En cette semaine de la presse et des médias à l’école, les blogueurs politiques s’écharpent sur les chiffres des résultats des départementales et c’est formidable, tout le monde a gagné à l’issue du premier tour (sauf EELV : avec 2%, ils ne peuvent guère fanfaronner).
C’est quoi l’origine des nombres décimaux?
Mais d’où viennent les chiffres? Pas le décompte des voix validé par le ministère de l’intérieur, mais notre façon même de compter? Deux collégiennes ont cherché la réponse à cette question… pas longtemps :
Comment ça elles n’ont pas trouvé sur Internet, je croyais qu’on trouvait (de) tout sur Internet? A la lecture du post de Bouille DeBib, ne reculant devant aucun sacrifice, j’ai décidé de relever le défi.

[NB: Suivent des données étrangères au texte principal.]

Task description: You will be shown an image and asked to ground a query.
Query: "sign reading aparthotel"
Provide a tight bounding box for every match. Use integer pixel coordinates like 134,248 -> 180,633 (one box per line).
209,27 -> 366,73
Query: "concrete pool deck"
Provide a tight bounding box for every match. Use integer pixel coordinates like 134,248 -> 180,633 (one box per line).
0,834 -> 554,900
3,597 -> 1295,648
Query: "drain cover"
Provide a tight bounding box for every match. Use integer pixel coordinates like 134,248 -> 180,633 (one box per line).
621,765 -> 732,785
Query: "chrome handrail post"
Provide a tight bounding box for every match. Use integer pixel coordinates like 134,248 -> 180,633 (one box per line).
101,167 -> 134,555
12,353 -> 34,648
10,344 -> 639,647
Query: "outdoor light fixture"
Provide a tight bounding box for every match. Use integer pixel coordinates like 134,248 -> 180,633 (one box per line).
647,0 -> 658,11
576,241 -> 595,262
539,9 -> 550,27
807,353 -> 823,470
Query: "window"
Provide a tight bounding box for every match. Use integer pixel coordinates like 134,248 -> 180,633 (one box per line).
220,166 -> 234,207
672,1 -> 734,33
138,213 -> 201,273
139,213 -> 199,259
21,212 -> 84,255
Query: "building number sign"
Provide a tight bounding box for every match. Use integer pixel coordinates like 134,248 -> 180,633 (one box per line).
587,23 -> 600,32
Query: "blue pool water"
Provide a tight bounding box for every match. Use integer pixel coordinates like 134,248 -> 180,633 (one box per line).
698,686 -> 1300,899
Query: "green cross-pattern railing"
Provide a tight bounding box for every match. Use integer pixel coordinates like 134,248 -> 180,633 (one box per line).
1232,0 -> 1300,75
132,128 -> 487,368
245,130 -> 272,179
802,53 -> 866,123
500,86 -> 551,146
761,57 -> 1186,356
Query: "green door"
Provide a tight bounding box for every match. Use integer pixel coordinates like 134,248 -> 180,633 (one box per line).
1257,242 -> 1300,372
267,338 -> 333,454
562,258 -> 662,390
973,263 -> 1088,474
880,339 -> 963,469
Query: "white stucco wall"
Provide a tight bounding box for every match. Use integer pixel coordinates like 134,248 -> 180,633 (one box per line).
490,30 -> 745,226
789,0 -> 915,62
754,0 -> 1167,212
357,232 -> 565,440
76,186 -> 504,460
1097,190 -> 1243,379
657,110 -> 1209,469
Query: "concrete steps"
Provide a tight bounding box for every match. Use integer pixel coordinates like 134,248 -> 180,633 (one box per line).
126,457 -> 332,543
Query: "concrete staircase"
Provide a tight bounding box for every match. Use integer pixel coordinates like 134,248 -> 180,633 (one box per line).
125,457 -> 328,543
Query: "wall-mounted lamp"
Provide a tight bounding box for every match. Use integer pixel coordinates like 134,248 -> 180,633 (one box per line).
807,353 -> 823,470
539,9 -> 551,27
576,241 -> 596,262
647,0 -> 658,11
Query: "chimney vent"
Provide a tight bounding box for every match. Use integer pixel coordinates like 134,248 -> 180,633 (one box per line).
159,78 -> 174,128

Première étape : déterminer ce que cherchaient vraiment les collégiennes : l’origine des nombres décimaux, ou l’origine de la notation décimale?
La notation décimale
Aussi ancienne que l’écriture, la notation décimale (les décomptes en base 10), a été améliorée par les arabes qui, mettant à profit le zéro, d’origine indienne, ont inventé l’algèbre durant le moyen âge européen. Leur notation positionnelle de 0 à 9 simplifiait grandement les calculs par rapport aux systèmes antérieurs de un à dix, mais avec des intermédiaires comme cinq, cent, etc, utilisés par exemple dans les chiffres romains ou la notation de l’Égypte antique. Il existe d’autres systèmes de numération : en base 2 (binaire des transistors), en base 16 (informatique, par exemple les codes couleurs des logiciels graphiques), en base 60 (heures, minutes, secondes), etc.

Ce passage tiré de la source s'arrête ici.